I definitely understand more how they would be useful now. I never thought of it as making it easier to customize the variables of a group, thus shortening the code in the long run, since you could have a set of code for the array, instead of having to write that code for each individual variable.

Now, it's a matter of learning more about the languages themselves. I took come C classes, and took some VB(although I don't remember much about it), and been working with VBA(thanks for you help with it  ), and am thinking about getting more into PHP.


----------



## cristobal03 (Aug 5, 2005)

That's correct, in a dynamic array or an *ad hoc* array, the indices are assigned automatically (depending on the language, I suppose). That's why I said when you really get into appropriate array usage, you won't know which object resides at a particular index.

Just so you know, arrays are extremely more complex and versatile than I've made them out to be in this thread.
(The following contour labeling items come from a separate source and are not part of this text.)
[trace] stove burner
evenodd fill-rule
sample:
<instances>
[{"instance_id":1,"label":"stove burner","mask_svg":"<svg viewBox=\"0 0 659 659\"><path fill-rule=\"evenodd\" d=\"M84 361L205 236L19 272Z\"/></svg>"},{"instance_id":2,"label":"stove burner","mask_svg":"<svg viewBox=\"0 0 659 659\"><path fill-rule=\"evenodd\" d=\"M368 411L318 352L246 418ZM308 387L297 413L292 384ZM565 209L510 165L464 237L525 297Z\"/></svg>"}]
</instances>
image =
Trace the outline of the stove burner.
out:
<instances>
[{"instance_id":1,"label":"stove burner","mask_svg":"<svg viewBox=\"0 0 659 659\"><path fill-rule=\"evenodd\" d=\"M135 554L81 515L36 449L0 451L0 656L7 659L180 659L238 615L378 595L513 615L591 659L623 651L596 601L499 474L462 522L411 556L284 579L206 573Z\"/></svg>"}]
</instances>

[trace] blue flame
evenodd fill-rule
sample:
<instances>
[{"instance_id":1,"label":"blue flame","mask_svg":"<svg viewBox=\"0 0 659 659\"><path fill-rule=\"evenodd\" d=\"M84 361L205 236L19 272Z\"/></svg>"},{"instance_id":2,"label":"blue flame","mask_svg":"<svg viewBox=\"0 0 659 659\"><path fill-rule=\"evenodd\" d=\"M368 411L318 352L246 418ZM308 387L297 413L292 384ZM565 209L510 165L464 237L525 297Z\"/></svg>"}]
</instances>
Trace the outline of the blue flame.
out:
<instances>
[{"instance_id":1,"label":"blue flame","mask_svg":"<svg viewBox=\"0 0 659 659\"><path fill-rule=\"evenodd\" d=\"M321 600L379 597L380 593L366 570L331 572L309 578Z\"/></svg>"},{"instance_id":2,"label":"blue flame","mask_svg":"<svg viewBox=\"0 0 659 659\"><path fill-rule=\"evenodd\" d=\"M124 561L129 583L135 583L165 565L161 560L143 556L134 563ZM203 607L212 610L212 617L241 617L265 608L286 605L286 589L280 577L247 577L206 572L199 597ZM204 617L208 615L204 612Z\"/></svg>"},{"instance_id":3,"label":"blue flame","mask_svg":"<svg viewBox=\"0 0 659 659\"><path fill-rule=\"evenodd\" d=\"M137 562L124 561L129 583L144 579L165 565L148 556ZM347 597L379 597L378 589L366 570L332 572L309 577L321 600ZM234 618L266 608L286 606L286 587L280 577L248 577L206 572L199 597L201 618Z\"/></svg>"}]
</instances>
Different languages follow different algorithms for array implementation--for example, *first-in, first-out* versus a *stack* or *last-in, first-out*. Some languages limit an array's dimensions whereas--at least theoretically--other languages an infinite amount of *nested* arrays (I _think_...).

I learned a lot about arrays in my Computer Programming Fundamentals class in college that I never figured out programming with perl, Javascript, VB, and the like. You could teach an entire semester's worth of arrays. I bet some Comp Sci tracks do.

Anyway, good luck and happy hunting :up:

chris.


----------



## smooth (Sep 26, 2005)

Thanks. I appreciated it.


----------